Данный материал большей частью становится бессознательным по­тому, что, как говорится, для него не оказывается места в сознании. Некоторые мысли теряют свою эмоциональную энергию и становятся подпороговыми (т.е. они больше не привлекают сознательного внима­ния) , потому что стали казаться неинтересными и несущественными или потому, что существуют причины, по которым мы желаем убрать их из поля зрения.

Фактически же для нас “забывать” подобным образом нормально и необходимо для того, чтобы освободить место в нашем сознании для новых впечатлений и идей. Если этого не будет происходить, то все, что мы переживаем, будет оставаться выше порога сознания и наш ра­зум окажется до невозможности переполненным. Это явление так ши­роко известно сегодня, что большинство людей, которые хоть что-то знают о психологии, принимают его как само собой разумеющееся.
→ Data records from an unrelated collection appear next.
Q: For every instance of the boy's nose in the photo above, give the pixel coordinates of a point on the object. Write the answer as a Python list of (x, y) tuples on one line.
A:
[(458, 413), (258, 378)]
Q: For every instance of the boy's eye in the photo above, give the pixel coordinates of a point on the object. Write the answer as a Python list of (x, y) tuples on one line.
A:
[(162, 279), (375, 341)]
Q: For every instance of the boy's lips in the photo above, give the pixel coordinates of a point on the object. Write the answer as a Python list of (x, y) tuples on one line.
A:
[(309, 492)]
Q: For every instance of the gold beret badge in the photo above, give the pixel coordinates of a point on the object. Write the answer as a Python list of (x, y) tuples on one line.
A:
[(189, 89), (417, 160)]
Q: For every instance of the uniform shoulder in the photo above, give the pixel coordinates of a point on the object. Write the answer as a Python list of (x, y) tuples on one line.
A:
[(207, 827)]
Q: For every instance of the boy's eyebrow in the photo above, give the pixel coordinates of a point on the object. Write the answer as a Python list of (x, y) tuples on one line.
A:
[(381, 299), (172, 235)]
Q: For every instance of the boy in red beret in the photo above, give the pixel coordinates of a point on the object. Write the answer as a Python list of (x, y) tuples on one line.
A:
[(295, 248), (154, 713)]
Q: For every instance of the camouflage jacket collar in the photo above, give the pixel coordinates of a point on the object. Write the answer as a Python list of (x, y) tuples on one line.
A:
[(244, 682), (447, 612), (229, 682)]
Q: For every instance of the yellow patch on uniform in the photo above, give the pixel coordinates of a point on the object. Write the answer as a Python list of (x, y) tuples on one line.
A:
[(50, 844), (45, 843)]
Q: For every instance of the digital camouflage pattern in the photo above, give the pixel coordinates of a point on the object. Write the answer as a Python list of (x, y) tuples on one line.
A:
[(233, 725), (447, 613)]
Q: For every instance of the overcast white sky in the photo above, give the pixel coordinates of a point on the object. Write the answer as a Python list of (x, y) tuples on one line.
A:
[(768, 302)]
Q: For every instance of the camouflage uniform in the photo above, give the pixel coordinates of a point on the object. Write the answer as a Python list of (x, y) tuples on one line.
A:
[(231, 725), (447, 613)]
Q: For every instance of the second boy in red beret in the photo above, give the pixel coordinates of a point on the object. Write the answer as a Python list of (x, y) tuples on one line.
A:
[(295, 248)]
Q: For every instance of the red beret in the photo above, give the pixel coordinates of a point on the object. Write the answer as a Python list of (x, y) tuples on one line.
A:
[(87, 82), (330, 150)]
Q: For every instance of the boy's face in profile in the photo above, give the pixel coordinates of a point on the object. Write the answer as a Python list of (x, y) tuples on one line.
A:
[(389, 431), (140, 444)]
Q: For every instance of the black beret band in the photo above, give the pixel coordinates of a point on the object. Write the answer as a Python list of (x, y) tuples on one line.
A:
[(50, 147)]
Но точно так же, как сознательное содержание может исчезать в бессознательном, новое содержание, которое до того прежде никогда не осознавалось, может возникать из него. Оно вспыхивает как некий на­мек, слабое подозрение: “что-то висит в воздухе” или “пахнет крысой”. Открытие, что бессознательное — это не простой склад прошлого, но что оно полно зародышей будущих психических ситуаций и идей, при­вело меня к новым подходам в психологии. Большое количество дис­куссий развернулось вокруг этого положения. Но остается фактом то, что помимо воспоминаний из давнего осознанного прошлого из бессоз­нательного также могут возникать совершенно новые мысли и творче­ские идеи; мысли и идеи, которые до этого никогда не осознавались. Они возникают из темноты из глубин разума, как лотос, и формируют наиболее важную часть подпороговой психики.

Подобные вещи мы обнаруживаем в каждодневной жизни, когда за­дачи порой решаются совершенно новыми способами; многие худож­ники, философы и даже ученые обязаны своими лучшими идеями вдохновению, которое внезапно появилось из бессознательного. Спо­собность достичь богатого источника такого материала и эффективно перевести его в философию, литературу, музыку или научное откры­тие — одно из свойств тех, кого называют гениями.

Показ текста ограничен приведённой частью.